Jun 1, 2012; Charlotte, NC, USA Carolina Panthers quarterback Jimmy Clausen (2) throws a pass during organized training activites at the team's practice facility at Bank of America Stadium. Mandatory Credit: Jeremy Brevard-US PRESSWIRE

In the Spring of 2010 the Carolina Panthers were almost universally listed as 'winners' of the draft. Most outlets acknowledged that the organization overpaid for QB Armanti Edwards, but were quick to note this cost was more than offset by getting the 'steal' of the draft in Jimmy Clausen, who lasted until the 48th pick. Graded anywhere from the 5th overall pick, to the 27th, nobody predicted Clausen would be available in the second round. As night one closed the NFL world was abuzz about who would offer the St. Louis Rams the moon to get the 1st pick of the second round, and subsequently land Clausen– it never happened.

Football fans, more than any, are gifted in the way we obfuscate the simple, and over-simplify the complex. The latter is the case with Clausen, who has come to represent everything that went wrong with the 2010 season. The fact he only started ten games- forgotten. The injuries the Panthers were dealing with- forgotten. The lame duck status of John Fox and Jeff Davidson- forgotten. The complete lack of consistency at the QB position due to Fox's floundering- forgotten.

In the annals of NFL history we may very well look back on Clausen's rookie campaign as one of the worst situations a young QB has ever been thrust into; and yes, I include David Carr's sack-fest in this discussion. The Panthers needed to move on, had to move on. Their new coaching staff had a completely different vision for the offense, and one that left Clausen in the cold. To his credit, Jimmy has handled the last 18 months with as much class as a player can. He didn't complain to the media about his situation, didn't chide the Panthers for looking at replacement QBs, and has kept his mouth shut as his status on the depth chart fell, now firmly entrenched at 3rd.

Based on what I saw of Clausen in Spartanburg, coupled with reports of how he's looked in practices I haven't been able to attend, I'm comfortable saying that I believe Jimmy Clausen has a future in the NFL, just not with the Carolina Panthers. We'll be exploring his future more...

After the jump

If someone wants to debate it, that's fine, but on paper there's very little different between Jimmy Clausen and Bengals' QB Andy Dalton. Both are similar sized, similar build players, both of whom have less than ideal arm strength, and struggle with the deep ball. However, while Dalton fell into an assured situation with a good group of receivers, and a solid defense, the Panthers had neither. Steve Smith is elite, of course, but Brandon LaFell and David Gettis were still trying to find their way in the NFL, and after that? Dwayne Jarrett... yeah, it was that bad.

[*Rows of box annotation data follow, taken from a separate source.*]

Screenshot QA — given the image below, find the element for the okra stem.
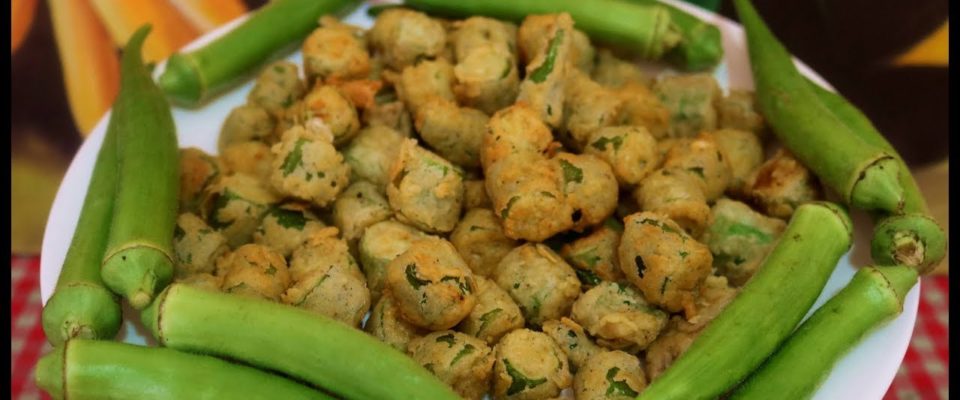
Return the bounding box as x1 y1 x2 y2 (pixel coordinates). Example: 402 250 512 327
734 0 903 212
141 283 458 400
100 25 179 309
730 266 917 399
638 202 853 400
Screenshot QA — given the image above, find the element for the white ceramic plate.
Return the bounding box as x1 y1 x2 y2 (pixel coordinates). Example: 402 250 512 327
40 0 920 400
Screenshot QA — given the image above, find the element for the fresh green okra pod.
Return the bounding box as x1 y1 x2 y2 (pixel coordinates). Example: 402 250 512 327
160 0 358 107
100 25 180 309
730 265 917 399
36 339 332 400
141 283 458 400
808 81 947 274
638 202 853 400
734 0 903 212
404 0 680 60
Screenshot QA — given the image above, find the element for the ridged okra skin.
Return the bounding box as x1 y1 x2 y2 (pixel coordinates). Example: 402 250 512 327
638 202 853 400
141 283 458 400
36 339 332 400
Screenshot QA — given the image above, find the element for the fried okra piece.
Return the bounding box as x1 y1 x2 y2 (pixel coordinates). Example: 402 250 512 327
493 243 580 326
491 329 573 400
663 132 733 202
247 61 306 117
543 317 603 372
414 97 490 168
201 173 280 248
710 129 763 193
703 199 786 287
653 73 721 137
173 213 230 277
744 149 821 220
551 153 619 231
253 203 326 258
282 228 370 328
220 142 273 181
217 243 290 301
368 8 447 71
357 219 429 302
409 330 493 400
386 237 477 331
618 211 713 317
301 16 371 82
570 282 669 351
332 181 393 243
450 208 517 277
457 275 524 345
584 125 660 188
387 139 463 233
560 220 623 288
179 147 224 213
717 90 765 137
217 103 276 153
573 350 647 400
363 294 423 353
517 13 573 128
270 126 350 207
633 169 710 237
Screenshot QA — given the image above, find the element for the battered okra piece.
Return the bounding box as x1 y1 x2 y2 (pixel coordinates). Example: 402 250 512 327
616 83 670 140
387 139 463 233
395 58 456 116
343 125 405 187
220 142 273 182
716 90 766 137
493 243 580 326
584 125 660 188
563 70 623 151
414 97 490 168
463 179 493 210
386 237 477 331
217 103 276 153
457 275 524 346
368 8 447 71
333 181 393 244
173 213 230 278
633 169 710 237
551 153 619 231
703 199 786 287
663 132 733 202
247 61 306 117
491 329 573 400
592 49 653 89
201 173 280 248
409 330 493 400
302 16 371 82
543 317 603 372
217 243 290 301
710 128 763 193
618 211 713 318
517 13 573 128
450 208 517 277
363 294 422 353
744 149 821 220
357 219 429 302
270 126 350 207
570 282 670 352
560 223 623 288
573 350 647 400
253 203 326 258
282 228 370 328
179 147 223 213
653 73 721 137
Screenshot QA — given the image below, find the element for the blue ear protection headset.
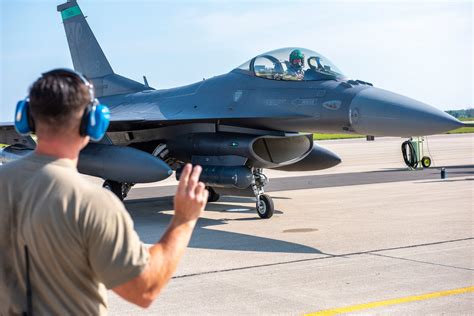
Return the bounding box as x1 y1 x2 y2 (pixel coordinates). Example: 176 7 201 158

Clausen's weakness (and where Dalton excelled) was pocket presence, which isn't wholly unexpected from a rookie QB. It takes time for the game to slow down, and not everyone can handle pressure early like Peyton Manning or Cam Newton. During the 2011 preseason we saw the game slow down for Clausen, and he looked more comfortable in league. If this can continue then he'll be an effective QB.

Note that I said 'effective'. It's unlikely Clausen will magically become Aaron Rodgers, but there's no reason he can't become a Jeff Garcia/Billy Volek type QB who is a reliable backup, and good enough to win a few games when needed. Know what neither Garcia nor Volek possessed? Elite arm strength.

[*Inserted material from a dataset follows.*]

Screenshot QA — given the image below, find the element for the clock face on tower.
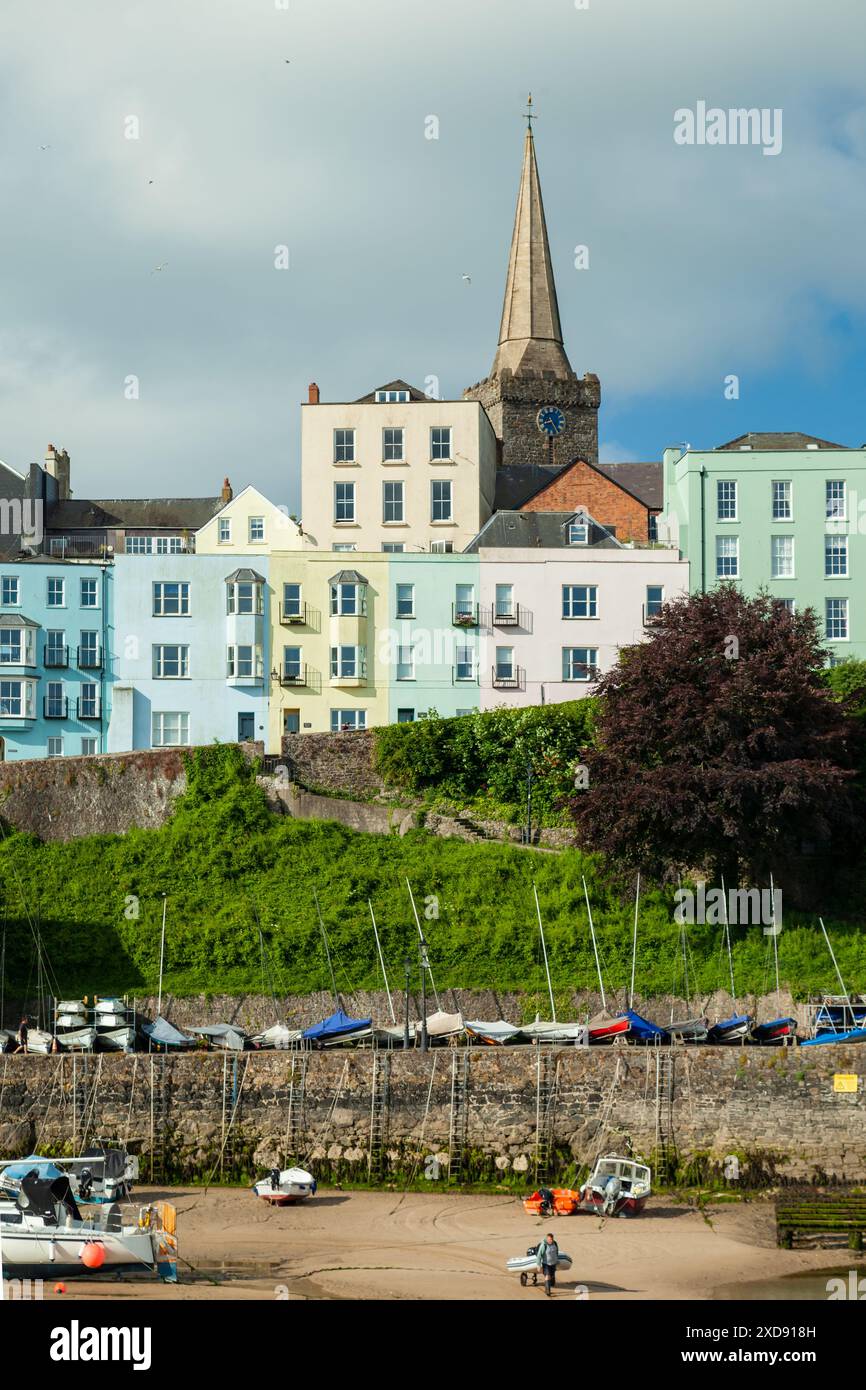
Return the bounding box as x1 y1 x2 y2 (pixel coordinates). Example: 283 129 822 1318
535 406 566 439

Herein lies the issue with Clausen on the Panthers, and why he doesn't have a future here. In Spartanburg you can see Jimmy has put in a lot of work on his short to intermediate routes, and he's very accurate on them. Start asking him to throw over 40 yards and it starts to get a little shaky. Ron Rivera likes deep passes, and picking yards up en masse, and that's not Clausen's game. The best scenario he could find himself in is an offense that utilizes a short passing game, and one with strong RBs who can move the chains– reducing the need for large third down gains.

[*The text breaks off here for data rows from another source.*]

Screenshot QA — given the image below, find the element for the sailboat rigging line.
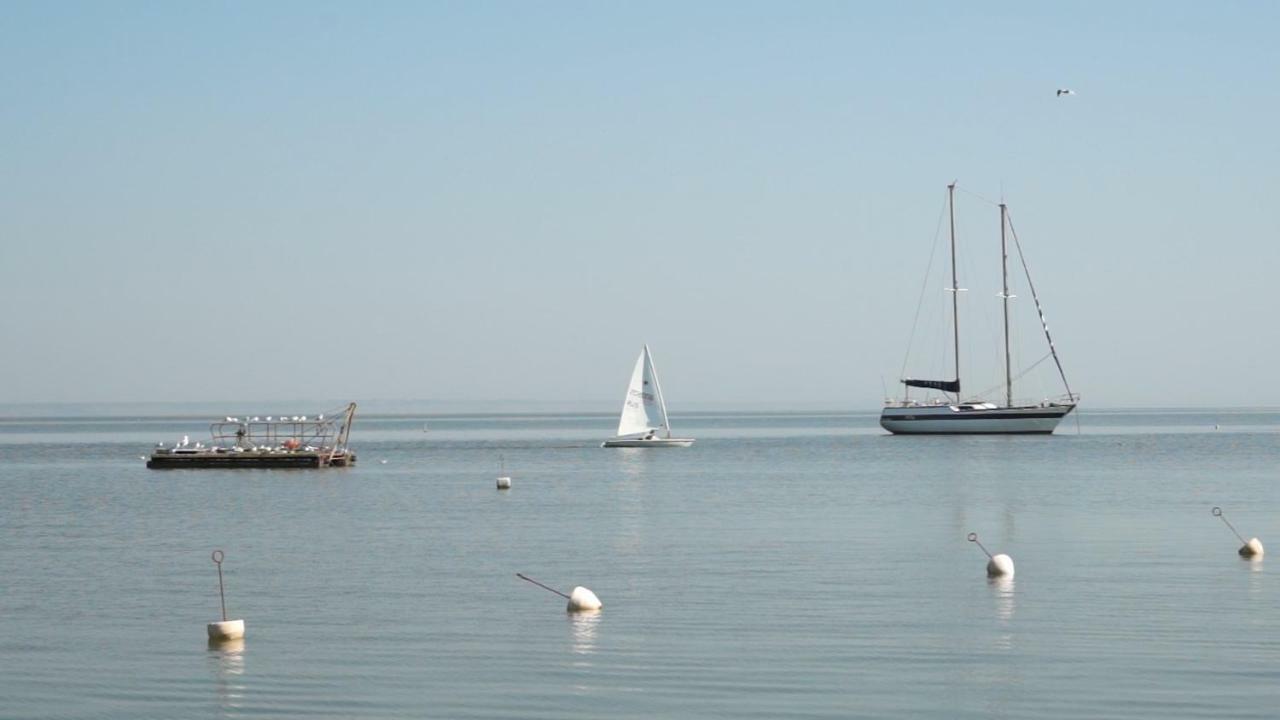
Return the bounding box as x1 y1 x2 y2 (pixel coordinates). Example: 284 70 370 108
1006 213 1075 400
956 187 1000 208
972 352 1052 405
897 190 947 378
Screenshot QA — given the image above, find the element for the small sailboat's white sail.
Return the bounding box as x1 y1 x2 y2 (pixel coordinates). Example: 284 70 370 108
618 345 671 437
602 345 694 447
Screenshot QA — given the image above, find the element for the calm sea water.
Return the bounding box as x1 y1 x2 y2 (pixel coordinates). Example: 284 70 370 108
0 411 1280 719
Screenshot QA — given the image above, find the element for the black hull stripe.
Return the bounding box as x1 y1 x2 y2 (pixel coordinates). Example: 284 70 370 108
881 413 1066 423
884 428 1053 436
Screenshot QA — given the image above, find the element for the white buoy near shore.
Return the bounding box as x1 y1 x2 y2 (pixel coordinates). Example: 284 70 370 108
1236 538 1265 557
206 550 244 642
969 533 1014 578
209 620 244 642
498 455 511 489
564 585 604 612
987 553 1014 578
516 573 604 612
1212 507 1263 560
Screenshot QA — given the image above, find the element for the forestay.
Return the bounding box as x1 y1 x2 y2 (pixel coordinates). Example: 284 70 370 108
618 346 669 437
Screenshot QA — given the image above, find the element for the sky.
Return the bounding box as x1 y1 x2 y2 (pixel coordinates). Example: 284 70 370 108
0 1 1280 415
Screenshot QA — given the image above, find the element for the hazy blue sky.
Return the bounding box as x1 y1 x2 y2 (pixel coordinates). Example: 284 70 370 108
0 1 1280 413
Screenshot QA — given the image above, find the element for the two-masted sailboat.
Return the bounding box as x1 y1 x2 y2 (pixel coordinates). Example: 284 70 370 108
600 345 694 447
881 183 1079 434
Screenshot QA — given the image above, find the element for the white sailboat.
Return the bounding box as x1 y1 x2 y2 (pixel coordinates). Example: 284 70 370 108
881 183 1079 434
600 345 694 447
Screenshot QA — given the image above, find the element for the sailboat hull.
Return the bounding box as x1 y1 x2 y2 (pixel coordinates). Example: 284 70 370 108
881 405 1075 434
600 437 694 447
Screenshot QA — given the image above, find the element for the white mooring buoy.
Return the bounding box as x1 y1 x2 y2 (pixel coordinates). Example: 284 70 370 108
207 550 244 642
498 455 511 489
1213 507 1265 560
516 573 604 612
969 533 1014 578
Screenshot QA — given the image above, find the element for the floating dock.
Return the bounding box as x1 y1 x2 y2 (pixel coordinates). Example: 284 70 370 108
147 402 356 470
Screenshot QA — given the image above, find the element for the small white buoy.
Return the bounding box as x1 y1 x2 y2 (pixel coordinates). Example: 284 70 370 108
516 573 604 612
564 585 604 612
1212 507 1263 560
987 553 1014 578
209 620 244 642
1239 538 1265 557
205 550 244 642
969 533 1014 578
498 455 511 489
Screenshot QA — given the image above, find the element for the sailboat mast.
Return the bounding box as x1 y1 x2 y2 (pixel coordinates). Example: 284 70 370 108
644 345 671 437
1000 202 1014 407
947 183 960 402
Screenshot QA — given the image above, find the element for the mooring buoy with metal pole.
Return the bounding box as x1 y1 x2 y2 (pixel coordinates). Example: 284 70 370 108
1213 506 1263 559
498 455 511 489
207 550 244 642
969 533 1014 578
516 573 604 612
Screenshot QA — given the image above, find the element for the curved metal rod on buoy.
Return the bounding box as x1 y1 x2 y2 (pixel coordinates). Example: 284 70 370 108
212 550 227 623
1213 506 1249 544
516 573 573 600
969 533 995 560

As far as I'm concerned the scapegoating should end now. If you still truly believe 2010 was a failure because of Jimmy Clausen (or any one of the QBs for that matter) then you're beyond help. That season was the perfect storm that lead to a terrible outcome. The upside is that it was a necessary evil that led to Cam Newton, and the source of Panthers optimism moving forward. Full credit to Clausen for handling the situation how he has, and I hope he truly lights it up this preseason. The best situation for all parties is to entice a QB needy team to make a deal for him, allowing Clausen to get the new start he needs, as the Panthers take their next step.